The comment section reflects that split almost perfectly. Some people were all anger and no patience. One said he would dump the stand in the neighbor’s front yard. Another said a warning would not stop someone who was already comfortable trespassing in the first place. But other commenters pushed a calmer route: document everything, set up a trail camera, get clear proof of who is using the stand, and then involve law enforcement or a game warden if needed. One commenter specifically warned that a visible path toward a neighbor’s house “means nothing” compared with a photo clearly identifying the person with a firearm in hand.
That is probably why the thread struck a nerve. It hits a problem hunters argue about constantly but almost never solve the same way. On one hand, it is your land. Your signs are posted. The stand should not be there. On the other hand, a lot of people know that if you handle a trespass issue badly, you may win the moment and still lose the peace. Once a neighbor feels humiliated or challenged, bad blood can outlive the stand itself. That is why even some of the angrier comments still circled back to cameras, proof, and a clean legal trail. They wanted the trespasser handled, but they also knew a landowner is better off with evidence than pure outrage.
The post also picked up a side conversation that made the bigger issue even clearer. One commenter told a story about taking down a stand on family land after someone kept placing it there without asking, then storing it safely in a barn and telling the owner he could come get it. That kind of reply mattered because it showed how common this really is. Hunters were not reacting like the poster had uncovered some bizarre once-in-a-lifetime insult. They were reacting like they had either been through it themselves or already had a plan in mind for the day it happened.

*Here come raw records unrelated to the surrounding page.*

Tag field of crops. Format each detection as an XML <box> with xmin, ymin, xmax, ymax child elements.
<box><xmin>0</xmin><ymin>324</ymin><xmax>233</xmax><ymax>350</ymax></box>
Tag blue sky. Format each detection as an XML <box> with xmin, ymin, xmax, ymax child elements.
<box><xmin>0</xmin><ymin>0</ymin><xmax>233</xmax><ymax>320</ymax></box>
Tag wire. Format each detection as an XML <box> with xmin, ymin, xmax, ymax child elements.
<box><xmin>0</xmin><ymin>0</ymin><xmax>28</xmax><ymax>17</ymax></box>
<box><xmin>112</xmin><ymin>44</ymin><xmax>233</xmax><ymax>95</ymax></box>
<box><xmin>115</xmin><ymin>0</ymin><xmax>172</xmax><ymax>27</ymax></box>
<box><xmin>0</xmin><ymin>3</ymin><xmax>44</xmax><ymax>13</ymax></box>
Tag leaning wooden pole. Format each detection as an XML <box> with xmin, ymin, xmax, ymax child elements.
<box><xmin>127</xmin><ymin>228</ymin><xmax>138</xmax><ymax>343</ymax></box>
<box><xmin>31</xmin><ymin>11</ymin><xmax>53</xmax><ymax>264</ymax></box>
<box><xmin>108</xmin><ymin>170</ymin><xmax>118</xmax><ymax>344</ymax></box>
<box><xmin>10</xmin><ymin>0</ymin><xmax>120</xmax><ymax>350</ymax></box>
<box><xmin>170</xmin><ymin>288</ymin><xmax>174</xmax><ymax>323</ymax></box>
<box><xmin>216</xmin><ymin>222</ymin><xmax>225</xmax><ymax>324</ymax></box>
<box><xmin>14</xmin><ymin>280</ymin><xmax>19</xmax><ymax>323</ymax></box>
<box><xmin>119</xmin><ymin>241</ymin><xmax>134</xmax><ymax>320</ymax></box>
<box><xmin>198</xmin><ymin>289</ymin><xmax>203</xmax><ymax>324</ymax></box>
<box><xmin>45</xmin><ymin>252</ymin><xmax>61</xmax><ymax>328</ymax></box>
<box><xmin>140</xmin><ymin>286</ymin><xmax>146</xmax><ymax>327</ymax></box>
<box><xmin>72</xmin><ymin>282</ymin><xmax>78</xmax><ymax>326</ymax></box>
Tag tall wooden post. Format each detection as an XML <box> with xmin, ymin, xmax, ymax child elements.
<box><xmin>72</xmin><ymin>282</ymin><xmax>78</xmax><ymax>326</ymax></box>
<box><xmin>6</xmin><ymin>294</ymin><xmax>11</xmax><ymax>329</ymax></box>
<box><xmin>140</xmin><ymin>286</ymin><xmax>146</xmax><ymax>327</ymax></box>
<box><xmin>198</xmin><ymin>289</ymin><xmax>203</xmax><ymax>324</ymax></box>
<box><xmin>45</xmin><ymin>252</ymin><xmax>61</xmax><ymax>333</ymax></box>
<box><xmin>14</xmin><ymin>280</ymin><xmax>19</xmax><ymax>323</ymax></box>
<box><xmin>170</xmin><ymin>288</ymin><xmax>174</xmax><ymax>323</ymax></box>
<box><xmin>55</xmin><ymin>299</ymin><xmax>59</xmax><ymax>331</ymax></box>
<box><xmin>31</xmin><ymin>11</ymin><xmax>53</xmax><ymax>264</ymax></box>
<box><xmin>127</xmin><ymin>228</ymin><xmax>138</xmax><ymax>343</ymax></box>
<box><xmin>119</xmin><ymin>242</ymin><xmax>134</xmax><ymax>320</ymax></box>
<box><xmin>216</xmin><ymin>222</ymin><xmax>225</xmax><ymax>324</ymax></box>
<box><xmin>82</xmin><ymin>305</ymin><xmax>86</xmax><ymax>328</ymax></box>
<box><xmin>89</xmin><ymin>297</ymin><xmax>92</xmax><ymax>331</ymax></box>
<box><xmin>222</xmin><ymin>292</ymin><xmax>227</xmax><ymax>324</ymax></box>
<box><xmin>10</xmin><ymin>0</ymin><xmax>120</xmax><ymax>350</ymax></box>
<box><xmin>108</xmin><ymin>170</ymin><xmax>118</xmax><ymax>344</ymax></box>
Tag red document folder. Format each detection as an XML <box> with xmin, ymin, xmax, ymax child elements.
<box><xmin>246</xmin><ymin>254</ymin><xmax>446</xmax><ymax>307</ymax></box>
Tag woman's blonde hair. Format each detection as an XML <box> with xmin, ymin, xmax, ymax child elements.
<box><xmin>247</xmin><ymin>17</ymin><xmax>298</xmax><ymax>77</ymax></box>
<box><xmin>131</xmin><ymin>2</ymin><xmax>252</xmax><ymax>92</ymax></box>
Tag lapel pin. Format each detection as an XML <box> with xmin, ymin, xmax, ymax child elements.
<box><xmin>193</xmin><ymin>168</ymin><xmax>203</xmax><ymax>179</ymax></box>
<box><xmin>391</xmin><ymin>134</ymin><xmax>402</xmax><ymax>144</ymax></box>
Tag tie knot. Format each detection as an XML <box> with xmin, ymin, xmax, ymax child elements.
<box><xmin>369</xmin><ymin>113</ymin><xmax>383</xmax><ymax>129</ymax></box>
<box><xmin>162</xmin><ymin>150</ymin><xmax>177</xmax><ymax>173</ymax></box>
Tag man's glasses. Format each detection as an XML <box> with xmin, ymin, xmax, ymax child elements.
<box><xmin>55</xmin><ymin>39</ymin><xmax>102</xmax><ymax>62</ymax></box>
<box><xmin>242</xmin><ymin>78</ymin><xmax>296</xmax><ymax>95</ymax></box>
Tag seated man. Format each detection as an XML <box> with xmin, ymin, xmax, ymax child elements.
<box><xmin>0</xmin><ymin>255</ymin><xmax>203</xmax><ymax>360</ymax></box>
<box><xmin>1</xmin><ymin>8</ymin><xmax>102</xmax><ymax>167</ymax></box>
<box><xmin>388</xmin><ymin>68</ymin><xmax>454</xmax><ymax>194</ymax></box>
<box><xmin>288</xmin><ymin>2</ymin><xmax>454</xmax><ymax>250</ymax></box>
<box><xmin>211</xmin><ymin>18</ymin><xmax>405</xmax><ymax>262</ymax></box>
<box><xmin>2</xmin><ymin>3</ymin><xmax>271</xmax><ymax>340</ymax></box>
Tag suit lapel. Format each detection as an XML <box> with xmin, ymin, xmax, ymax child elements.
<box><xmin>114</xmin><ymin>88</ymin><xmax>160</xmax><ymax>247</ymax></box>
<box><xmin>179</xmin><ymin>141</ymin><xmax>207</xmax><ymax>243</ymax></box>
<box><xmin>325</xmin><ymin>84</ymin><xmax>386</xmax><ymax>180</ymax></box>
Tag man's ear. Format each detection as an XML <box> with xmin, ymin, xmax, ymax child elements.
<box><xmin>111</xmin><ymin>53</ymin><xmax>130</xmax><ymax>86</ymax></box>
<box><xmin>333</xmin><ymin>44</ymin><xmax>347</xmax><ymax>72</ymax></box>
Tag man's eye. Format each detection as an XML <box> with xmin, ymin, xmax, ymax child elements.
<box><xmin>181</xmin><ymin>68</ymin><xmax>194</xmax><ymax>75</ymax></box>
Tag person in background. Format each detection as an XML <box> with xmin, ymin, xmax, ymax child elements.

What makes a story like this click is that it is not only about a stand. It is about the moment a landowner has to decide whether he is going to treat somebody else’s trespass setup as abandoned junk, evidence in a bigger problem, or the first move in a fight he would rather avoid. Once the stand is there, the hunt is already secondary. The real question becomes how much patience you owe someone who ignored your signs, built where they had no right to build, and made your own stands less safe in the process.
And that is really why the post lands. It starts with a deer stand where it should not be and very quickly becomes a story about restraint. The easy answer is to rip it down. The harder part is deciding how to do that without starting something bigger than the stand itself. For a lot of landowners, that is the part that keeps eating at them long after they first see the ladder leaning against the wrong tree.